Essa avaliação é respaldada por uma pesquisa inédita do Instituto Locomotiva feita por telefone com 2.600 pessoas de 71 cidades do País. Os dados, obtidos com exclusividade pelo Estadão, apontam que 4% do eleitorado brasileiro – o que equivale a 6,5 milhões de pessoas – defendem ideias classificadas como ultraconservadoras.
Para chegar a essa conclusão, o levantamento selecionou um núcleo de entrevistados que respondeu afirmativamente a três questões: 1) o Estado brasileiro não deve ser laico, mas cristão; 2) mais pessoas devem ter acesso ao porte de armas; 3) as mulheres são melhores para fazer atividades domésticas. Dentro do universo total de entrevistados, 24% concordaram com a primeira afirmação estimulada, 28% com a segunda, 17% com a terceira e 4% com as três. Esse último grupo, então, respondeu a outro questionário com temas como cotas raciais, casamento gay e urnas eletrônicas.
“Esse grupo representa o centro do negacionismo conservador. Existem 6,5 milhões de brasileiros que defendem as principais posições dos Taleban no Afeganistão: o Estado não deve ser laico, as mulheres não devem ter protagonismo e o uso de armas deve ser difundido. Esse perfil certamente esteve nas ruas no dia 7 de Setembro”, disse ao Estadão o pesquisador Renato Meirelles, presidente do Instituto Locomotiva e fundador do Datapopular.
Ainda dentro do recorte dos ultraconservadores, 63% dos entrevistados opinaram que cotas para negros prejudicam a sociedade, 70% disseram que pessoas do mesmo sexo não podem se casar e 54% pregaram que a polícia tem de ser violenta para combater o crime. A polêmica do voto impresso também entrou no questionário: 63% desconfiam das urnas eletrônicas. “Existe um componente messiânico nessa parcela do eleitorado”, afirmou Meirelles.
Em outro ponto, 43% dos ultraconservadores disseram que a “revolução” de 1964 foi “boa”, e 70%, que a Bíblia tem a receita completa do que é certo e errado. No universo ultraconservador, 60% são homens.
O cientista político Vitor Marchetti, professor da Universidade Federal do Grande ABC, acha o paralelo com o Taleban exagerado, mas pondera que a pesquisa mede o pensamento radical.
Questionado sobre o peso desse núcleo na cena política atual, e consequentemente nos atos do 7 de Setembro, Marchetti destaca que Bolsonaro reverbera essas posições, mas elas sempre estiveram presentes, mesmo nos tempos que o governo era de esquerda: “Os conservadores precisaram se estruturar politicamente nos últimos anos para defender suas posições porque as pautas progressistas foram ganhando mais adeptos”.

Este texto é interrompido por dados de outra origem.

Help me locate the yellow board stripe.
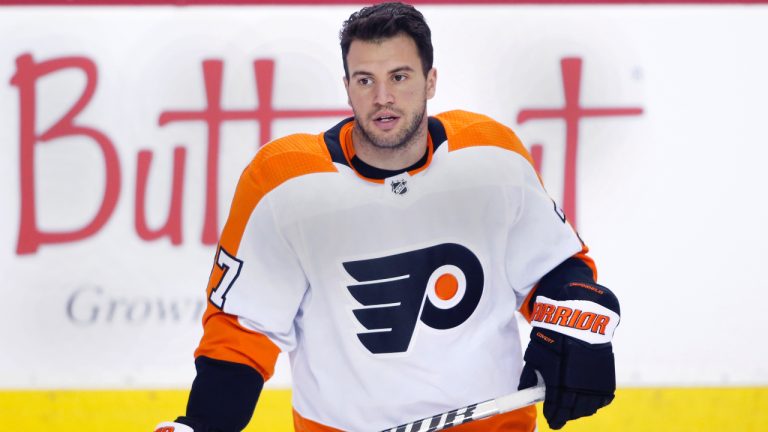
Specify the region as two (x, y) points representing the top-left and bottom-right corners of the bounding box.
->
(0, 387), (768, 432)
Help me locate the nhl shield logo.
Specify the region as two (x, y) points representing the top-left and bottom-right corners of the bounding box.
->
(391, 179), (408, 195)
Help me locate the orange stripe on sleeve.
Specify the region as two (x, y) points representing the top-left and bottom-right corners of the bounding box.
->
(195, 134), (337, 380)
(435, 110), (533, 166)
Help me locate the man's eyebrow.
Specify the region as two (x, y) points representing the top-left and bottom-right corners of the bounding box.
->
(351, 66), (414, 77)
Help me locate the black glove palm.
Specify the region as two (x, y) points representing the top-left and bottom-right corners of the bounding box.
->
(519, 327), (616, 429)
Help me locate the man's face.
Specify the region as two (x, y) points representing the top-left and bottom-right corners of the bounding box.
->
(344, 34), (437, 149)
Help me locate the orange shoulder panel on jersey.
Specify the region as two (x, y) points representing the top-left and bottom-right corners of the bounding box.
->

Vice-presidente do PTB de São Paulo, o administrador de empresas Flávio Beal, que também foi tucano, mas acabou foi expulso do PSDB em 2018, estava entre os organizadores da manifestação na Avenida Paulista. O ativista se disse “decepcionado” com o recuo de Bolsonaro, que chegou a elogiar Moraes.
“Parte da base é descrente e vê o discurso como verborragia e sem efeito prático”, afirmou Beal. Segundo ele, o núcleo ultraconservador não é grande: “Dentro do universo bolsonarista, eles representam 5%. Não tinha na Paulista um caminhão de som machista dizendo que lugar de mulher é na cozinha. Defendemos os valores patrióticos: Deus, pátria, família e liberdade”.